The Madras High Court recently pulled up the Tamil Nadu administration in a scathing denouncement of “honour” killings. It lambasted the administration for its stark apathy in such cases.
Petitions had been filed by people from Dalit colonies in the Dharmapuri district of Tamil Nadu. The colonies had been attacked on November 7, 2012 by upper caste groups. The trigger for the attacks was the suicide of the father of an upper caste girl who had married a Dalit boy against her father’s wishes. The Dalit boy was later mysteriously found dead near railway tracks. Dalit homes were attacked and 326 houses were set on fire in the district.
According to media reports, a bench of Chief Justice Sanjay Kishen Kaul and Justice Mahadevan found administrative lapses by the Tamil Nadu government which had not controlled the outbreak of violence. The court demanded an affidavit from the government on what was being done to fix the lapses. It also wanted to know what punishment had been given to those responsible for the lapses.

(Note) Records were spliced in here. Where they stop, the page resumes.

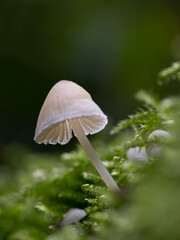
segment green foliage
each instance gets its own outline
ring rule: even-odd
[[[112,130],[115,138],[96,146],[120,186],[118,194],[108,191],[80,146],[61,155],[32,153],[18,145],[4,149],[0,239],[180,238],[180,97],[159,100],[142,90],[136,97],[144,109],[121,121]],[[127,150],[146,148],[147,137],[157,129],[171,134],[161,154],[146,162],[129,161]],[[87,216],[80,226],[56,227],[70,208],[84,209]]]
[[[159,73],[159,84],[171,80],[180,80],[180,62],[174,62],[170,67]]]
[[[120,121],[112,131],[111,134],[118,133],[124,128],[127,128],[129,126],[135,127],[136,125],[139,125],[141,127],[152,125],[160,125],[162,122],[161,116],[159,113],[155,110],[149,110],[149,111],[139,111],[138,113],[131,115],[129,119]]]

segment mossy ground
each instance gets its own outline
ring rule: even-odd
[[[160,74],[161,83],[176,76],[178,81],[179,68],[172,68]],[[112,130],[115,137],[93,143],[120,186],[118,194],[108,191],[79,145],[61,155],[19,145],[4,149],[0,239],[180,239],[180,97],[160,100],[145,91],[136,97],[142,109]],[[128,161],[127,150],[146,147],[156,129],[171,134],[161,154]],[[82,228],[54,228],[70,208],[86,211]]]

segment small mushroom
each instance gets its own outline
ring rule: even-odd
[[[86,212],[80,208],[71,208],[67,211],[67,213],[64,215],[64,218],[53,225],[49,226],[49,229],[57,229],[62,228],[66,225],[70,225],[75,223],[80,231],[83,231],[79,221],[86,217]]]
[[[148,156],[144,147],[130,148],[126,153],[126,156],[129,161],[148,161]]]
[[[147,138],[149,144],[146,147],[146,151],[149,156],[155,157],[158,156],[162,151],[162,146],[160,142],[163,142],[170,138],[170,134],[162,129],[157,129],[153,131]]]
[[[107,187],[119,191],[86,137],[101,131],[107,122],[107,116],[86,90],[74,82],[62,80],[52,87],[44,101],[34,140],[39,144],[66,144],[72,138],[73,130]]]
[[[64,215],[63,220],[61,221],[61,226],[69,225],[72,223],[78,224],[81,219],[86,217],[86,212],[79,208],[71,208],[67,213]]]

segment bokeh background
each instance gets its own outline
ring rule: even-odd
[[[138,89],[159,91],[158,72],[179,59],[180,1],[1,0],[1,147],[37,149],[40,108],[61,79],[90,92],[112,126],[138,107]]]

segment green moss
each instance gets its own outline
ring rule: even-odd
[[[111,132],[114,138],[96,145],[119,194],[108,191],[80,146],[61,155],[33,153],[18,145],[4,150],[0,239],[180,238],[180,97],[159,100],[145,91],[136,97],[144,110],[121,121]],[[156,129],[171,134],[161,143],[161,154],[147,162],[128,161],[127,150],[146,147]],[[86,211],[82,229],[75,224],[54,228],[70,208]]]

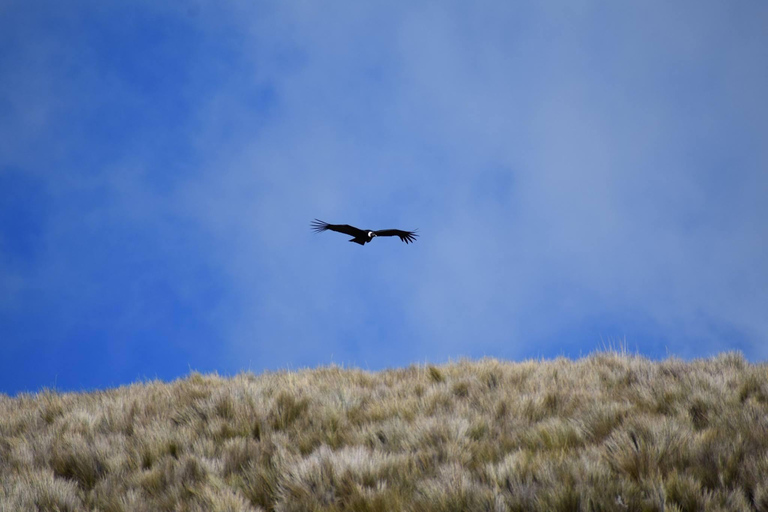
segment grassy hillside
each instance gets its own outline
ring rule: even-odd
[[[0,395],[0,510],[768,510],[768,366],[492,359]]]

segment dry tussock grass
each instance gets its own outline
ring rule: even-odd
[[[0,511],[768,511],[768,367],[493,359],[0,395]]]

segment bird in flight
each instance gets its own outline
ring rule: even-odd
[[[400,240],[409,244],[415,242],[416,237],[419,236],[415,231],[403,231],[400,229],[380,229],[378,231],[373,231],[370,229],[358,229],[349,224],[328,224],[327,222],[317,219],[312,221],[312,229],[315,233],[320,233],[329,229],[331,231],[336,231],[337,233],[344,233],[345,235],[354,237],[350,242],[355,242],[360,245],[365,245],[377,236],[399,236]]]

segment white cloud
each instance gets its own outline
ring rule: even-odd
[[[296,262],[295,286],[335,290],[306,302],[270,296],[270,308],[282,311],[275,332],[314,340],[327,303],[350,318],[380,305],[364,291],[334,288],[350,274],[377,279],[366,274],[367,259],[341,255],[350,250],[342,240],[333,254],[343,260],[323,267],[329,276],[302,281],[304,252],[319,258],[329,249],[296,234],[313,216],[365,223],[389,222],[388,214],[426,221],[419,245],[408,248],[418,251],[404,269],[415,285],[402,288],[409,305],[402,312],[406,332],[430,354],[476,343],[493,350],[510,339],[547,339],[590,316],[633,313],[668,329],[672,350],[690,352],[686,343],[708,336],[726,348],[721,327],[708,332],[715,325],[740,332],[750,353],[762,354],[758,310],[766,297],[738,283],[766,279],[764,231],[757,215],[747,214],[745,225],[728,212],[763,209],[750,191],[765,189],[764,150],[738,155],[736,169],[709,161],[729,158],[758,128],[764,135],[748,108],[735,117],[731,110],[752,103],[756,89],[739,98],[738,88],[702,92],[697,82],[731,67],[724,56],[733,51],[709,39],[722,32],[722,13],[698,13],[682,27],[663,10],[640,18],[613,12],[607,20],[596,12],[533,13],[533,28],[509,36],[514,13],[415,8],[390,12],[382,34],[371,12],[378,13],[281,13],[289,19],[277,25],[292,27],[301,64],[269,77],[279,84],[279,119],[225,164],[225,181],[239,192],[212,198],[231,209],[222,223],[258,237],[233,252],[279,259],[269,272]],[[609,28],[601,29],[604,21]],[[658,40],[649,37],[652,27],[661,30]],[[726,44],[757,52],[724,35]],[[376,66],[382,83],[361,85]],[[473,197],[490,168],[512,175],[509,197],[498,204]],[[241,185],[252,191],[242,211],[231,201]],[[238,212],[247,212],[244,224]],[[300,255],[286,257],[286,247]],[[292,322],[297,312],[301,321]],[[324,339],[345,332],[326,327]]]

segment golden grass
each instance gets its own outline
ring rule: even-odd
[[[0,395],[5,511],[768,511],[768,367],[461,361]]]

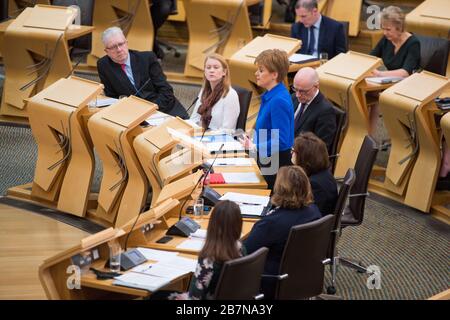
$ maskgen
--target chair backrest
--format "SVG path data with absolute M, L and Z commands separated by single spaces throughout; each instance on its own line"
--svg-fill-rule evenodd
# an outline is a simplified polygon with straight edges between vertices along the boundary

Honour killings, especially when young people from different communities try to marry or marry, are rampant in the subcontinent. In this regard, the court commented: “In a democratic country like ours, we are even unwilling to give the major boy and girl the right to determine whom they want to marry. Not only that, life and property are lost in the meaningless fury of one community against the other, reflecting a sorry state of affairs of the society”.